I like this question because it relates to (an idealised version of) a situation we have probably all thought about. Once you have visualised it, there are no great difficulties. As usual, you have to be careful with the inequalities, though it turns out here that there is no danger of dividing by a negative quantity.

Solution to problem 54

The easiest way to think about this problem is to consider the cars to be stationary and the velocity of the chicken to be $\left(ucos𝜃-V,usin𝜃\right)$. Then the diagrams are very easy to visualise.

Let $t$ be the time taken to cross the distance $a$ in which the chicken is at risk. Then $a=utsin𝜃$.

For safety, the chicken must choose $utcos𝜃+c\ge Vt$: equality here occurs when the chicken starts at the near-side rear of one car and just avoids being hit by the far-side front of the next car.
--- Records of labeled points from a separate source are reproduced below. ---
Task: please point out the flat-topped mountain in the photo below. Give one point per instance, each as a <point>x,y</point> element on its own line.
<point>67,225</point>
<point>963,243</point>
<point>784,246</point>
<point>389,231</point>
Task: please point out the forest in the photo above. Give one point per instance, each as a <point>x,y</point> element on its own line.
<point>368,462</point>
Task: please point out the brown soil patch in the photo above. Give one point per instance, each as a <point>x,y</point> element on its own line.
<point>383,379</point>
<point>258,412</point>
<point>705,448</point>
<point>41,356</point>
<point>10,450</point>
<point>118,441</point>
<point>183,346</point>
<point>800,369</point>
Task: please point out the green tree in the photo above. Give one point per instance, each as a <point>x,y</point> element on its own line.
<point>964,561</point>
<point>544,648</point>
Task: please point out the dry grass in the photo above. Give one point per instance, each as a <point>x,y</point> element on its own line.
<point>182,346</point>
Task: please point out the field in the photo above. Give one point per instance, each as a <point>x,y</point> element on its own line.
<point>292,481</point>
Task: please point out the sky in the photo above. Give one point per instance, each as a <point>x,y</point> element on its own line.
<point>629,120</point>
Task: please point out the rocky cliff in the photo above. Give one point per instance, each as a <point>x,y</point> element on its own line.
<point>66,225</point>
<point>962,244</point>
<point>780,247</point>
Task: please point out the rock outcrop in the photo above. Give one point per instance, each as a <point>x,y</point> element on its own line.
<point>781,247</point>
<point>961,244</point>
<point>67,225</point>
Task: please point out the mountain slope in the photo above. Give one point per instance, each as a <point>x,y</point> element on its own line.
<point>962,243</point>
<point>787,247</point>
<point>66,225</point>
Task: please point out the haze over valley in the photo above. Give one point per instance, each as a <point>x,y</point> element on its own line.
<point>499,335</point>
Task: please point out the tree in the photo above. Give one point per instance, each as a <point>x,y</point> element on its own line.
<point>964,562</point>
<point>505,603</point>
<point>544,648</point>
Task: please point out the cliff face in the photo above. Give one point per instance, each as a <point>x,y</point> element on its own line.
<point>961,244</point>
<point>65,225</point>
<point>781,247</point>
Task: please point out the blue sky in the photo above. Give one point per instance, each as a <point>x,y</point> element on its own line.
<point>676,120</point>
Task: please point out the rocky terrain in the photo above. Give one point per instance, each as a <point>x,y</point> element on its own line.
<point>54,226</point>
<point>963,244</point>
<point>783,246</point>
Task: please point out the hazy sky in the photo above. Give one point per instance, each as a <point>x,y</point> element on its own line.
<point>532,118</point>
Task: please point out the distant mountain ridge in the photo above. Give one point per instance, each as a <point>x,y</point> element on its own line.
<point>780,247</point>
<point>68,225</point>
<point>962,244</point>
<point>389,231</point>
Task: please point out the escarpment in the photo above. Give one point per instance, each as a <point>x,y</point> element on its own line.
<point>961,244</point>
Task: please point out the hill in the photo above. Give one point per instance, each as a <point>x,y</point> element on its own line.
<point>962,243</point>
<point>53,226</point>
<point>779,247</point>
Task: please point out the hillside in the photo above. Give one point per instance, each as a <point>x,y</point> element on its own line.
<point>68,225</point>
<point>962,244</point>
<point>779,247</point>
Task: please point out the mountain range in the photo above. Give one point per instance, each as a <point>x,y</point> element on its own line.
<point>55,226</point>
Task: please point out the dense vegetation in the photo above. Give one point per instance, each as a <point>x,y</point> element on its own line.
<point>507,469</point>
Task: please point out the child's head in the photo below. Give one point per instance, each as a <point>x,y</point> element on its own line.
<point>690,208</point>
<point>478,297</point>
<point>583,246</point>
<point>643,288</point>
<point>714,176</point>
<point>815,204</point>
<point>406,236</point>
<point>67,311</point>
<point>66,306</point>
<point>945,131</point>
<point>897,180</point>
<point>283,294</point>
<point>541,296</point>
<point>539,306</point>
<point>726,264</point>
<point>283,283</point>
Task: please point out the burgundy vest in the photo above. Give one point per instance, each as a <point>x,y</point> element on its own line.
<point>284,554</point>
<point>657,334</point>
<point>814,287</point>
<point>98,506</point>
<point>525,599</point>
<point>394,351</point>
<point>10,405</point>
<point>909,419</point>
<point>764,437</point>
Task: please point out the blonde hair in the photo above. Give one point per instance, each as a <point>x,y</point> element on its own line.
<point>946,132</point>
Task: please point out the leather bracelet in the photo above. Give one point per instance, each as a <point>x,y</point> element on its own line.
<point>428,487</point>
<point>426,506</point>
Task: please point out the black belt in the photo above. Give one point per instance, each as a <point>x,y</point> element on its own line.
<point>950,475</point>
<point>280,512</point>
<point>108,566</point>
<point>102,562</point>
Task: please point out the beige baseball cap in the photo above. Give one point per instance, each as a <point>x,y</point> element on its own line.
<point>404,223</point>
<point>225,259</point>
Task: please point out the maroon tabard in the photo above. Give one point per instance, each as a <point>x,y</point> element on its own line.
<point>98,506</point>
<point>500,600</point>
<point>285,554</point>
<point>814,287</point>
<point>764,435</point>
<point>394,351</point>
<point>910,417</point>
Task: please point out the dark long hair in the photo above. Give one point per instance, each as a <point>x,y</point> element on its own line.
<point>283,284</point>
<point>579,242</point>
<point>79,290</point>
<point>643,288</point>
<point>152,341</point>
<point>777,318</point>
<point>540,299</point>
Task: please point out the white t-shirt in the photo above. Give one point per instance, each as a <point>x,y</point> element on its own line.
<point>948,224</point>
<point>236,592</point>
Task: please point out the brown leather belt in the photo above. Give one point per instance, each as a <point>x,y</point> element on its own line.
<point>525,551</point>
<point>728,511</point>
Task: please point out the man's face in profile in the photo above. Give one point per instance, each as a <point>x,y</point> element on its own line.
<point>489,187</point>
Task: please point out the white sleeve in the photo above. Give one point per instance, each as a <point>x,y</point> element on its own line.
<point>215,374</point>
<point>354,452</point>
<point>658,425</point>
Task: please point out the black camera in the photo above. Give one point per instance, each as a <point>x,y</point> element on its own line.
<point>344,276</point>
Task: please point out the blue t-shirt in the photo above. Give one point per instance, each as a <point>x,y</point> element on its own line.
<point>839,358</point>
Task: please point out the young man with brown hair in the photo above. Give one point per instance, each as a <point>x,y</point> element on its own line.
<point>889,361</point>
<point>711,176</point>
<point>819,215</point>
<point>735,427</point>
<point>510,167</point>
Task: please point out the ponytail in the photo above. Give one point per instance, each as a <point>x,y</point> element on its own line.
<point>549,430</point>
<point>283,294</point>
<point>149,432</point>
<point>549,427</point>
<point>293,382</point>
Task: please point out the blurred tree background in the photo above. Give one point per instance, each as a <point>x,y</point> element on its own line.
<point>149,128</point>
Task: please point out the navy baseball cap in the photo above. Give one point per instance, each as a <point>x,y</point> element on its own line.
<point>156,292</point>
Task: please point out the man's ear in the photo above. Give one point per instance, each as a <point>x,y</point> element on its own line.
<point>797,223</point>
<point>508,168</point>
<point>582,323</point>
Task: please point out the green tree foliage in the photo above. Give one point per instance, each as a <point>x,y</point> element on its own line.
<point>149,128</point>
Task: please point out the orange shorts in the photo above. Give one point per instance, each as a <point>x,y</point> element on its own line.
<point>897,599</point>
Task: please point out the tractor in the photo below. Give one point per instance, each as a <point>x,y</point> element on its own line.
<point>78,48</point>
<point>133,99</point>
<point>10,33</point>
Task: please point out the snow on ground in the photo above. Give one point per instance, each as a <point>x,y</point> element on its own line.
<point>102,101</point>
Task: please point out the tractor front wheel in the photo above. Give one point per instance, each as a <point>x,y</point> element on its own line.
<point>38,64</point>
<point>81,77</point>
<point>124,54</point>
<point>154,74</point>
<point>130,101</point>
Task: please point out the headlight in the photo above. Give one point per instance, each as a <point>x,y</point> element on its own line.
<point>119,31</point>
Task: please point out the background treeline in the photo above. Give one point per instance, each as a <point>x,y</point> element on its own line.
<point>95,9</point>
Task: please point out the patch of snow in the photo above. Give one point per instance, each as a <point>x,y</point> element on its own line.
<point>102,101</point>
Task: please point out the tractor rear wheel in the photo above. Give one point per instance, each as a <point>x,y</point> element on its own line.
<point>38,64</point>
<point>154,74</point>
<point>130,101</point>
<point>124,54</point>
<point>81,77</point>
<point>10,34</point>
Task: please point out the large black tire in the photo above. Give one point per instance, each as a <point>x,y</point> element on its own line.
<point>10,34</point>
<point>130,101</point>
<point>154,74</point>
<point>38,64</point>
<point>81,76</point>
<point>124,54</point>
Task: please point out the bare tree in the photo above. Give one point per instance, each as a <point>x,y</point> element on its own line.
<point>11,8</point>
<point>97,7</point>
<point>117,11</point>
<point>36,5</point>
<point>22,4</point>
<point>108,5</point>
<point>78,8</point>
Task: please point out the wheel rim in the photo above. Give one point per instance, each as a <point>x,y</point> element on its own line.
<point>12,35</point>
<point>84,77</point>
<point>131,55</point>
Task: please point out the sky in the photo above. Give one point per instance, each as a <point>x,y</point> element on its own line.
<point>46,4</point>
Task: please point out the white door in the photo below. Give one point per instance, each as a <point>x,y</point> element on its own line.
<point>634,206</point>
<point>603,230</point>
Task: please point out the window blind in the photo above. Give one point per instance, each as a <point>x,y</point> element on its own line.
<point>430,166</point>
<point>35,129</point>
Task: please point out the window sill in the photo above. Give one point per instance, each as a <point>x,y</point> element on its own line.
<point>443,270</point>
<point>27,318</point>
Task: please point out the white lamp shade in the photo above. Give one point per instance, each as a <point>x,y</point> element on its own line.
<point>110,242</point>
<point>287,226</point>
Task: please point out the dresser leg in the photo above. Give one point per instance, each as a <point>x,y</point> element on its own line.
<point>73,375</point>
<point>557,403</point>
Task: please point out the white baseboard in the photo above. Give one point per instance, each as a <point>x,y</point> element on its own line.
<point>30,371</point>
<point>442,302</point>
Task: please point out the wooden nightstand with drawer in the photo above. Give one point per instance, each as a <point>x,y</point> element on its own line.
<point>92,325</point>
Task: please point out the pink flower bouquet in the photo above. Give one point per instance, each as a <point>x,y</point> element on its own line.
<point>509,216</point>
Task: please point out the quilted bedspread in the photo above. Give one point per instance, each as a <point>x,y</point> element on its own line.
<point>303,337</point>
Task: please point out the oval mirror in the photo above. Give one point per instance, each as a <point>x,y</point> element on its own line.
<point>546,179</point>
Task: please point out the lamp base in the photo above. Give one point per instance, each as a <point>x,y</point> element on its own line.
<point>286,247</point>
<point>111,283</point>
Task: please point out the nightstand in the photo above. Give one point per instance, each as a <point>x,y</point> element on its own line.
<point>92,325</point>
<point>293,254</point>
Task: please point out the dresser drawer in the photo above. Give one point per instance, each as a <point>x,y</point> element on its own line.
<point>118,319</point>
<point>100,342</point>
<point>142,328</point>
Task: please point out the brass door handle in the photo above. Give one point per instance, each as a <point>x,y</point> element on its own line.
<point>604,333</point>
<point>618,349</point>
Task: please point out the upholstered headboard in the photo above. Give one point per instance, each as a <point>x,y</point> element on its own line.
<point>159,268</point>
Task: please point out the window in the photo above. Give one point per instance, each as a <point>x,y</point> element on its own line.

Eliminating $t$ from these two equations gives the required inequality:

$\begin{array}{llll}\hfill utcos𝜃& \ge Vt-c\phantom{\rule{2em}{0ex}}& \hfill & \phantom{\rule{2em}{0ex}}\\ \hfill ⇒\left(ucos𝜃-V\right)t& \ge -c\phantom{\rule{2em}{0ex}}& \hfill & \phantom{\rule{2em}{0ex}}\\ \hfill ⇒\left(ucos𝜃-V\right)\frac{a}{usin𝜃}& \ge -c\phantom{\rule{2em}{0ex}}& \hfill & \phantom{\rule{2em}{0ex}}\\ \hfill ⇒aucos𝜃-aV& \ge -cusin𝜃\phantom{\rule{2em}{0ex}}& \hfill & \phantom{\rule{2em}{0ex}}\\ \hfill ⇒u\left(csin𝜃+acos𝜃\right)& \ge aV\phantom{\rule{2em}{0ex}}& \hfill & \phantom{\rule{2em}{0ex}}\end{array}$

which is the required result.

For a given value of $𝜃$, the minimum speed satisﬁes

$u\left(csin𝜃+acos𝜃\right)=aV.$

The smallest value of this $u$ is therefore obtained when $csin𝜃+acos𝜃$ is largest. This can be found by calculus (regard it as a function of $𝜃$ and differentiate: the maximum occurs when $tan𝜃=c∕a$) or by trigonometry:

$csin𝜃+acos𝜃=\sqrt{{a}^{2}+{c}^{2}}cos\left(𝜃-arctan\left(c∕a\right)\right)$

so the maximum value is $\sqrt{{a}^{2}+{c}^{2}}$ and it occurs when $tan𝜃=c∕a$.

The time of crossing is

$\frac{b}{usin𝜃}=\frac{b\left(csin𝜃+acos𝜃\right)}{Vasin𝜃}=\frac{b\left(c+acot𝜃\right)}{Va}=\frac{b\left(c+{a}^{2}∕c\right)}{Va}.$

Post-mortem

There is another inequality besides $\left(\ast \right)$ that you might have noticed. If $ucos𝜃>V$ (so the chicken moves faster than the cars — a bit unlikely unless the chicken is trying to cross the M25), the chicken should start her run at the front nearside of a car and must not collide with the car ahead. This requires $\left(ucos𝜃-V\right)t\le c$, so

$u\left(-csin𝜃+acos𝜃\right)\le aV.$

If $\left(-csin𝜃+acos𝜃\right)<0$, this places no constraint on $u$. But if $\left(-csin𝜃+acos𝜃\right)>0$, then

$u\le \frac{aV}{-csin𝜃+acos𝜃}\phantom{\rule{0.3em}{0ex}}.$

In both cases, the inequality $\left(\ast \right)$ overleaf does not apply. This is clearly not the situation envisaged by the examiners, and probably not by any of the candidates either, but still it should have been catered for in the wording of the question.